Como seres humanos que somos, sentimos. Podemos elegir el camino del odio o el del amor, la decisión de qué sendero tomar depende de nosotros y de hacer oídos sordos a las presiones de las personas que nos rodean y pretenden condicionarnos con sus propios pensamientos y decisiones. Podemos elegir el camino del rechazo al prójimo o el de la aceptación basada en el entendimiento mutuo, en un amor recíproco capaz de mover masas aunque a día de hoy los engranajes del mundo se muevan con el estallido de las bombas y el sonido de las armas de fuego.

El odio solo genera más odio, confusión y ceguera. Es esa venda que nos impide ver la realidad y acercarnos a ella, a veces por miedo a no querer descubrir lo nuevo y desconocido, el rechazo a escuchar a los que siendo diferentes son iguales a nosotros. Pero el amor, el amor es esa fuerza invisible que podemos llegar a materializar en nuestro planeta a través de gestos de fraternidad y solidaridad que sean simples palabras impresas del lema “Egalité, solidarité, fraternité”. Si no creemos en ese mensaje y no lo llevamos a la práctica, no son más que palabras vacías que se lleva el viento, una realidad posible que nos empeñamos en convertir en utopía. Igualdad, solidaridad y fraternidad tienen que ser el medio y el fin.

La bondad y la valentía fueron los dos motores que llevaron a un musulmán de París a plantarse en la Plaza de la República y, con ojos vendados, ofrecer abrazos a aquellos dispuestos a acercarse a él. Su mensaje: “soy musulmán pero no terrorista”. Fueron muchas las personas que confiaron en él y lo arroparon entre sus brazos, una lección de confianza mutua y de fraternidad en una de las zonas más transitadas de París y lugar que fue testigo del miedo vivido el pasado viernes 13 de noviembre.

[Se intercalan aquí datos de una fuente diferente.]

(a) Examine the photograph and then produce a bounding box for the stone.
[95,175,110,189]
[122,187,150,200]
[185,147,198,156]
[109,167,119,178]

Pero nosotros podemos elegir si hacer de ese miedo nuestra constante de vida. Y él fue de las personas dispuestas a seguir con su día a día, no dejar de lado la rutina por la política del terror. Aunque tampoco olvida y por eso quiso dar una lección a todas aquellas personas que desde la semana pasada se dedican a señalar con el dedo a todo hombre con aspecto de árabe y a toda mujer con velo.

Me reconforta saber que pese a los mensajes sangrantes e islamófobos que han inundado las redes sociales, Place de la République estaba llena de gente dispuesta a abrazar al valiente y grabarlo para compartir su mensaje con los que no se encontraban allí. Un abrazo puede parecer un pequeño gesto, quizás porque subestimamos su poder.